森方 協十団長は、 クソ野郎さんにも握手を求めて、一応それに答えてるクソ野郎さんだ。きちんとシェイクハンドしてる。なんか社交的な人だなあ。ちゃんとクソ野郎さんの事を知っていて、それでも尚、握手に行けるって、ある意味すごいよね、ギルドでは悪名の方が名高いあの『愚王』だよ、下の名前を呼んでるし。あ、でもアモンさんに握手断れて、お辞儀して戻って来た。


 そして、石山さんの所に来て、


 「これは、『怒羅欣』の荒ぶる武神、北藤 臣(きたふじ じん)さんですね、すごいよ、あの格闘集団のトップの方が応援にきてくれるなんて」


 とても興奮している森方さんだ。僕の方は目が点だけどね。怒羅欣って、あのモンスター相手に素手でかかって行く人達でしょ、ただ者じゃないって思ってたけど、その上で驚いてる僕がいる。なんで、こんな人が僕の名前を知ってるんだ? それに、なんかとても僕の戦闘に固執していたし、ここにいるって意味がわからない。


 これには、神嶋さんも脇本さんも驚いていたみたい。


 石山さん、いや、北藤さん、本名を言われかから、気まずそうにこっちを見ようともしない。ほらこっちみろよ、全力で不審な目をしてやる。
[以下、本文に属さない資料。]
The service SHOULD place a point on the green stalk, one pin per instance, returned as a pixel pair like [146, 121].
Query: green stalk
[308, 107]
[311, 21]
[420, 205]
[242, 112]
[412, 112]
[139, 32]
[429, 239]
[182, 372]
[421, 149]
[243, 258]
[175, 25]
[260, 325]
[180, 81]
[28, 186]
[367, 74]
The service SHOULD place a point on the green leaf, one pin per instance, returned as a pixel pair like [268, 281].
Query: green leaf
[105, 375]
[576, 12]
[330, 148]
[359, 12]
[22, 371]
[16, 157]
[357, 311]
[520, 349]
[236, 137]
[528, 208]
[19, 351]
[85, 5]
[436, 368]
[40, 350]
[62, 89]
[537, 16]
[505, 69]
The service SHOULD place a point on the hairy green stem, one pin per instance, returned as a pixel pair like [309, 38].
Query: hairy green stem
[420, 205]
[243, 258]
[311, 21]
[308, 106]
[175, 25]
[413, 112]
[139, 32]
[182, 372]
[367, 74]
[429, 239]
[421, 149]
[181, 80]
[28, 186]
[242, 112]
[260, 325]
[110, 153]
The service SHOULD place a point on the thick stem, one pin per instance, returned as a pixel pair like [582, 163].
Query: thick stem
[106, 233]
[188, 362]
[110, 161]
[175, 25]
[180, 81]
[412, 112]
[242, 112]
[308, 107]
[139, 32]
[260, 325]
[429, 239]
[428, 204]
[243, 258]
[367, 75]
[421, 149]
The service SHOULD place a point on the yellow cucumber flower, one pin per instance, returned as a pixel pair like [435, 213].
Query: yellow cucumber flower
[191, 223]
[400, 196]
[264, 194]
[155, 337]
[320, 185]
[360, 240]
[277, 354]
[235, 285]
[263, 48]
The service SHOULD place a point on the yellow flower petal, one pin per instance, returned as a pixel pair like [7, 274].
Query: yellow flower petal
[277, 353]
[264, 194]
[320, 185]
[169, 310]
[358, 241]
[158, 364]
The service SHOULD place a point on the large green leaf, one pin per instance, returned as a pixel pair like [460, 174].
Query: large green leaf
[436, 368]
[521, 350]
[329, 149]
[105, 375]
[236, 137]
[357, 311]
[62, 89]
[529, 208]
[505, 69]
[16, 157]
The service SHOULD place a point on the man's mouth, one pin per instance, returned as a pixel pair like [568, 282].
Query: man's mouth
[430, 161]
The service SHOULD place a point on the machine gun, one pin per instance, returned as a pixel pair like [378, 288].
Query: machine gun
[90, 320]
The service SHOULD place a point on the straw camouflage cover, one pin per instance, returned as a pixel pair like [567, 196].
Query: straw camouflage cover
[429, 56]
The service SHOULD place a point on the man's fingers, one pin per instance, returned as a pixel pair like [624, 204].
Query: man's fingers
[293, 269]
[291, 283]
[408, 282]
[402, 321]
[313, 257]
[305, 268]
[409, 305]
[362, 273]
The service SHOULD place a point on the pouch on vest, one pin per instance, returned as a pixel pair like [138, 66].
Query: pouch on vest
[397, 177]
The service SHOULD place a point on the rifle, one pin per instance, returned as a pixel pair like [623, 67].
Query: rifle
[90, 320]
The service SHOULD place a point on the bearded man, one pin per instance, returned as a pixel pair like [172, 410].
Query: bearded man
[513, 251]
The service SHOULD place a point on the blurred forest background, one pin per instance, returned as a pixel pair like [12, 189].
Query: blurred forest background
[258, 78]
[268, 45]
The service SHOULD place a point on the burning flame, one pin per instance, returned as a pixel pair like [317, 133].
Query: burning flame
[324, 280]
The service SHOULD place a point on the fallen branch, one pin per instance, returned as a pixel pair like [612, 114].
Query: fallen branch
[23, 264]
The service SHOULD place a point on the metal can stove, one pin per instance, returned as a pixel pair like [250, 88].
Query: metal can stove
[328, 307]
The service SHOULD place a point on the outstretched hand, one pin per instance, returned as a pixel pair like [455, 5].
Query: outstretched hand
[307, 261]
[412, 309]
 「あー、協十、今、北藤さんは、石山さんみたいなんだ、で、そっちの小さな子が張り付いているのが、多分、定山渓くんで、その横の女の子が、簾舞さんと名乗る東雲春夏ちゃん」


 「なぜ、ここで札幌を代表する有名温泉街が出てくるの?」


 「さあ、わからないよ、彼がそう言っていたんだよね?」


 鉾咲さんの質問に、僕の方をあからさまな猜疑心の目を向けて、頷く神嶋さんと脇本さんだ。2人のそんな目を見ているとなんかごめんねって気になってしまう。


 「ちょっと待って、東雲春夏って言った? 八瀬?」


 「ああ、そうだよ、あの東雲春夏だよ、思った通りの侍さんだ、僕の選別では限りなくシングルに近いダブルだね、すごいよ、即戦力になるよ幹部間違いないね」


 「そりゃあ凄いなあ、で、どうだったんだい、うちに来てくれるのかい?」


 「にべもなく断れれたよ、もったいないよね、彼氏も一緒にどうぞ、って言ったのに、彼等にその気は無いみたい」


 彼氏?


 「あれ? 違ったかい? だって僕が抱きしめた時、東雲ちゃんの方を気にしただろ?だからてっきり僕は」


 とか恐ろしい事を言い出す。違う違う。ほんと、何言ってるの?


 って、春夏さんを見ると、妹の頭を揉みくちゃにしてモジモジしている。なんだろこの反応、最終的には妹に「痛い、やめろ!春夏!」って怒られて、ハッとして背を向けてしまう。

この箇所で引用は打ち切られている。